Walter Wullenweber actually wanted to be alone with the sick person for the last few minutes. But he was silent. “Maybe it is better that way,” he thought bluntly and stepped apparently calmly to the major’s bed.

“I have to go now.” The patient wanted to support himself on his elbows in order to pull himself up a little. But it didn’t work.

“I give you my word that everything should be different. Don’t you want to shake hands with me, Walter. ”

A moment’s hesitation. Then the assessor handed them to him. “Get well, father!”

Major was crying. D. von Wullenweber the first tears since that had happened to him from the clumsy shooter.

A week later he received word from his son.

Dear father! Today only briefly the announcement that I have asked my authority to leave the civil service so that, as soon as it is granted to me, I can go to Counselor Weissgerber, with whom I have already agreed.
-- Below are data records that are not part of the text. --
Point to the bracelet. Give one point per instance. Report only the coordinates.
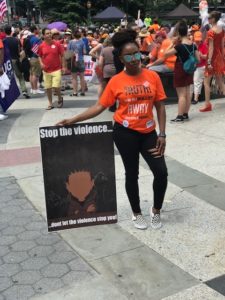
(162, 134)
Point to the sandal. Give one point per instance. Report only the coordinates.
(49, 107)
(60, 103)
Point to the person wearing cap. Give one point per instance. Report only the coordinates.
(199, 72)
(35, 67)
(51, 57)
(147, 20)
(160, 63)
(67, 55)
(155, 25)
(145, 41)
(77, 46)
(55, 34)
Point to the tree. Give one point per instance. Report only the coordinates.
(75, 11)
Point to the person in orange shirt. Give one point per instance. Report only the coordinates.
(155, 26)
(137, 90)
(146, 41)
(162, 64)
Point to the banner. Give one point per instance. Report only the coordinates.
(79, 175)
(13, 92)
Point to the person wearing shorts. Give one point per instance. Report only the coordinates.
(51, 57)
(35, 68)
(77, 46)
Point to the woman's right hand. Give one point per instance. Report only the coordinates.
(64, 122)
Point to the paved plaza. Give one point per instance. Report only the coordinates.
(184, 260)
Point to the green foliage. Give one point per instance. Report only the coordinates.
(75, 11)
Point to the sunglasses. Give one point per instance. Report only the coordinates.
(129, 57)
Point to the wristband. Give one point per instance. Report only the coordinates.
(162, 134)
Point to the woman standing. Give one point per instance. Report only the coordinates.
(182, 80)
(137, 91)
(77, 46)
(215, 61)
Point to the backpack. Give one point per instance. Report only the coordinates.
(27, 47)
(190, 65)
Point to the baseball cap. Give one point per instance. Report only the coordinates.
(198, 36)
(161, 34)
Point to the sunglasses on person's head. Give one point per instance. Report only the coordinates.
(130, 57)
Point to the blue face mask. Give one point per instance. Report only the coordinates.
(129, 57)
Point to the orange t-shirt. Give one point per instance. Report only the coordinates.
(136, 96)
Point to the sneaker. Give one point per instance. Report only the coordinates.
(178, 119)
(155, 220)
(26, 95)
(185, 117)
(3, 117)
(194, 102)
(40, 92)
(139, 222)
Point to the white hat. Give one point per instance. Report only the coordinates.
(26, 33)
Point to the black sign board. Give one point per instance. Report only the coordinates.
(79, 175)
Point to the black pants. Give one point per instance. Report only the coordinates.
(130, 144)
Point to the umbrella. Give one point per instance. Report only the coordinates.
(57, 25)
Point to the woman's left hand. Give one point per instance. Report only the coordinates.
(159, 150)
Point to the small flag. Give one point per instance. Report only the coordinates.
(3, 8)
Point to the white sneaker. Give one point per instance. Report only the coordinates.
(3, 117)
(40, 92)
(139, 222)
(155, 220)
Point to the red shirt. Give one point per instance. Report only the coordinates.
(50, 55)
(203, 49)
(136, 96)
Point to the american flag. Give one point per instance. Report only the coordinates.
(3, 8)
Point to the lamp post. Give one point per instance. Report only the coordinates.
(89, 12)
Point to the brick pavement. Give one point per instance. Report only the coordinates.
(32, 261)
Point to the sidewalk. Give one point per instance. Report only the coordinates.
(184, 260)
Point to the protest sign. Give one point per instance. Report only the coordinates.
(13, 92)
(79, 175)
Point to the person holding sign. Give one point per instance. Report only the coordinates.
(137, 91)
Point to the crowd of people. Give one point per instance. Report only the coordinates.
(44, 56)
(127, 65)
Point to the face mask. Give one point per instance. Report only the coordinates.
(129, 57)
Tell Uncle too. In a hurry

Your Walter.

[S. 188]

When the local council also knew the contents, he hit the table with his fist.

“And will I only find out today? What did you do again? Could you at least not open your mouth in time to prevent this? ”

Then the major related the main things. The other thought already added what was missing.

“How much the heck was it?”

“Four thousand marks!” Confessed the major contrite.